Your statement isn't strictly correct; the spectrum of an OFDM signal isn't a rectangular pulse. Think about it this way: OFDM is really just a method to efficiently modulate multiple low-rate narrowband signals that are sent simultaneously. Therefore, the OFDM signal's spectrum is really just the sum of the spectra of each of its narrowband components.
For example, if your OFDM signal has 64 BPSK subcarriers, then its spectrum is equal to the spectra of 64 narrowband BPSK signals, spaced at the OFDM subcarrier spacing. If you were to estimate the OFDM signal's power spectrum with a wide enough resolution bandwidth, then the spectrum would appear to be rectangular.
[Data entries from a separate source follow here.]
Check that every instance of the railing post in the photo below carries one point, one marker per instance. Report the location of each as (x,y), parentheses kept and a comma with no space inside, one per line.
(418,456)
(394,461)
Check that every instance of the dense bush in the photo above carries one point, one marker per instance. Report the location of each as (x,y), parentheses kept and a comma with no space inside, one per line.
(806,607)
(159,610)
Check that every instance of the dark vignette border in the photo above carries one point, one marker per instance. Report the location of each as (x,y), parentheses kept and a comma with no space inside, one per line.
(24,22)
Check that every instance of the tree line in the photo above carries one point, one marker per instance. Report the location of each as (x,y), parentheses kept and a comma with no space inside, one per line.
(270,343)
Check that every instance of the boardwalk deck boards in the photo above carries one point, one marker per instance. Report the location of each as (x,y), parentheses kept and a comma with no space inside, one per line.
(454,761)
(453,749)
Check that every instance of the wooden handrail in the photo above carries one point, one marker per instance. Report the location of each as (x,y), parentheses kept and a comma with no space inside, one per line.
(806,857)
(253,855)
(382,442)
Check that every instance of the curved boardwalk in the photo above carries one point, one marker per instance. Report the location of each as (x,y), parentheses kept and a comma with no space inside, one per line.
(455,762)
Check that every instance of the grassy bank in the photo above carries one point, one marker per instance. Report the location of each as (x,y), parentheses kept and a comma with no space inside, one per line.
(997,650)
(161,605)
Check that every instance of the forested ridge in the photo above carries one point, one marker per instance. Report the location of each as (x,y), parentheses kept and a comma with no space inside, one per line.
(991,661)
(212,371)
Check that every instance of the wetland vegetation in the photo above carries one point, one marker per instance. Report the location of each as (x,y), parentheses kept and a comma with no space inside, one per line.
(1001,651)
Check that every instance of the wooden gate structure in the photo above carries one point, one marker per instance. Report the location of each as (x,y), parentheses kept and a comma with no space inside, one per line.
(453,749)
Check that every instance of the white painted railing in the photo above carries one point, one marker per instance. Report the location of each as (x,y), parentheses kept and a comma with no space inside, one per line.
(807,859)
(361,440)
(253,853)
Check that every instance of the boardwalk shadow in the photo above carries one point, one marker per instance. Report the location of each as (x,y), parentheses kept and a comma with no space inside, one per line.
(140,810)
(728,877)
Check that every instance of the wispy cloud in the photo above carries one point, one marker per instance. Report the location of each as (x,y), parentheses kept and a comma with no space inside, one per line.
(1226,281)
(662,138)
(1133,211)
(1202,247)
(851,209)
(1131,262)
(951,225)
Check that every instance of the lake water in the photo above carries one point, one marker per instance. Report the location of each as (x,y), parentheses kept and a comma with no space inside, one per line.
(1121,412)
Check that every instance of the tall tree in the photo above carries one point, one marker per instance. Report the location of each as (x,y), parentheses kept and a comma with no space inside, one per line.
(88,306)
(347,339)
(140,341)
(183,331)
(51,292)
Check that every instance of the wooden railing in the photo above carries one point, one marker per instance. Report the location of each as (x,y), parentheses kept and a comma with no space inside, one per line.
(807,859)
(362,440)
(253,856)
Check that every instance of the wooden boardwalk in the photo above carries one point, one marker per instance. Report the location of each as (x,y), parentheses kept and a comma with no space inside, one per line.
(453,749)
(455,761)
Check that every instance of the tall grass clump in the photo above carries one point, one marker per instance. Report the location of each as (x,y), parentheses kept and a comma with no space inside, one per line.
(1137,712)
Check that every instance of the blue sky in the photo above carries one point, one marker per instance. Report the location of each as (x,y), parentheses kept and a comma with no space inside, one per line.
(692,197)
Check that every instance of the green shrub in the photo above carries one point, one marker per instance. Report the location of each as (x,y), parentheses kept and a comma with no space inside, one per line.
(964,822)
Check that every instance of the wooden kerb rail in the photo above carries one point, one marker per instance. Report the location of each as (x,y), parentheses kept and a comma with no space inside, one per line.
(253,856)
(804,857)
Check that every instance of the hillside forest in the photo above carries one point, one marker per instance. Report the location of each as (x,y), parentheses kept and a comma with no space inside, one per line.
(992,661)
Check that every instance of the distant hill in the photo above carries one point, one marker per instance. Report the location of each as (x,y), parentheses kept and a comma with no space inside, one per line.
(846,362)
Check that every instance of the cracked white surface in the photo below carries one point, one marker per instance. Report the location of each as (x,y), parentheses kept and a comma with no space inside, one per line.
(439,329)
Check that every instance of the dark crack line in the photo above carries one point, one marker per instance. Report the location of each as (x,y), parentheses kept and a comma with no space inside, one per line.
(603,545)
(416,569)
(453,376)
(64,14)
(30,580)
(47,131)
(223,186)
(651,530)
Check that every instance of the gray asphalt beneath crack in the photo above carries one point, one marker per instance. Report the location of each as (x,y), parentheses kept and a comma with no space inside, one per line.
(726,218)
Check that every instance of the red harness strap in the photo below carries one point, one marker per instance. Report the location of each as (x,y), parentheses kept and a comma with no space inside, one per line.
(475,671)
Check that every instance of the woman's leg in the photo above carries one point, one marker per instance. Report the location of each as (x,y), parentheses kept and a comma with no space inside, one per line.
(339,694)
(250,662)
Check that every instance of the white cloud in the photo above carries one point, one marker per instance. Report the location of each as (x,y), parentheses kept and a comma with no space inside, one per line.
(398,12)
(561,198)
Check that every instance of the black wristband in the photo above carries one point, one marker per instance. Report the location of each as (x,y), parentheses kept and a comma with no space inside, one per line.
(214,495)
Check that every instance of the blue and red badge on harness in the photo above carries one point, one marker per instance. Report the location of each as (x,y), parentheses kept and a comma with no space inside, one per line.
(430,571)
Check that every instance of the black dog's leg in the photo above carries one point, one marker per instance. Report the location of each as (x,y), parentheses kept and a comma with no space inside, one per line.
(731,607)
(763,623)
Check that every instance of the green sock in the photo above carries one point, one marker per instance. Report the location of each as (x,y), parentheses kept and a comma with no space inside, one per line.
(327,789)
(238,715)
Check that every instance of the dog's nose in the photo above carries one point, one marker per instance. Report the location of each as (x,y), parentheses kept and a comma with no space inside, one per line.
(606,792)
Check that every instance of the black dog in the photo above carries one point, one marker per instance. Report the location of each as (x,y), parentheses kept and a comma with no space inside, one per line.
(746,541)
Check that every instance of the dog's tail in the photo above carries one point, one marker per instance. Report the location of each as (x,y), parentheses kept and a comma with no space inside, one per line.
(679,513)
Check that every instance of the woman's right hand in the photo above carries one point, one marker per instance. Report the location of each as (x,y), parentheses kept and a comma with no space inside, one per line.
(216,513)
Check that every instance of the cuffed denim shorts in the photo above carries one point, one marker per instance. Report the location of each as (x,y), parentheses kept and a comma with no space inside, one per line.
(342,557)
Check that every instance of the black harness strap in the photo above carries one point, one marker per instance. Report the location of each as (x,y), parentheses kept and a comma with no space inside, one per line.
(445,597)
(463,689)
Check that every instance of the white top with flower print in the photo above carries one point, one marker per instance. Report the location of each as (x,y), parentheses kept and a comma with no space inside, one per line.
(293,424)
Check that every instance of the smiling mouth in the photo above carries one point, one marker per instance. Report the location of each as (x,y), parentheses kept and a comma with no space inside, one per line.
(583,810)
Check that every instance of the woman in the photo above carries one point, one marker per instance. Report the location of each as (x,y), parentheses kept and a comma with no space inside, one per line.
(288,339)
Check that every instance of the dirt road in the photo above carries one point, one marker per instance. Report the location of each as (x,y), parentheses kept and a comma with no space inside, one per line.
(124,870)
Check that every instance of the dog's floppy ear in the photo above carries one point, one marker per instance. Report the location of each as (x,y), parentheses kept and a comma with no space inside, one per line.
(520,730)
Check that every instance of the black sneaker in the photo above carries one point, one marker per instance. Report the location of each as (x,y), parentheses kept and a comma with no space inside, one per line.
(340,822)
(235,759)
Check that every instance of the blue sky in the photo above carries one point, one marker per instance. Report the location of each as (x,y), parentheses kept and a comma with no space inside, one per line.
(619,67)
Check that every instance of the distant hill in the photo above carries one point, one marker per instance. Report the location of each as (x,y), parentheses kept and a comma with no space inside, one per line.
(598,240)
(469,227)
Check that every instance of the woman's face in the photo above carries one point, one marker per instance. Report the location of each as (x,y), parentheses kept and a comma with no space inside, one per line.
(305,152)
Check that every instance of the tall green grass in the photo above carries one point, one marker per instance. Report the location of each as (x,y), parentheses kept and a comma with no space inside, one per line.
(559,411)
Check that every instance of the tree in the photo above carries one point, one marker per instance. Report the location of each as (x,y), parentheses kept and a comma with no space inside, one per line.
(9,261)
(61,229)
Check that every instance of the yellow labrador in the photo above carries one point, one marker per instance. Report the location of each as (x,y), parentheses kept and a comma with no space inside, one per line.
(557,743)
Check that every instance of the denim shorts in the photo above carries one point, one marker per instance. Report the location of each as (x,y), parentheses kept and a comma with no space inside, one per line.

However, if you look closely enough at the signal's spectrum, you'll notice that it isn't flat.
Here is an example MATLAB script that demonstrates the phenomenon:
% generate random BPSK symbol vector; this is equal to the "low-resolution"
% spectrum, calculated with bin spacing synchronized with the OFDM
% subcarrier grid
X = 1 - 2 * (randn(64,1) > 0.5);
f = -0.5 + (0:length(X)-1) / 64;
% create time-domain OFDM symbol using the IFFT
x = ifft(X);
% calculate interpolated spectrum to see what it looks like between OFDM
% subcarrier centers
Sh = fftshift(fft(x,4096));
fh = -0.5 + (0:length(Sh)-1) / 4096;
figure;
plot(f,abs(X)); hold all; grid on;
plot(fh,abs(Sh));
legend('Regular', 'Interpolated');

As the modulated OFDM signal doesn't have a perfectly rectangular spectrum as you guessed, it does not necessarily have a sinc-like shape in the time domain either.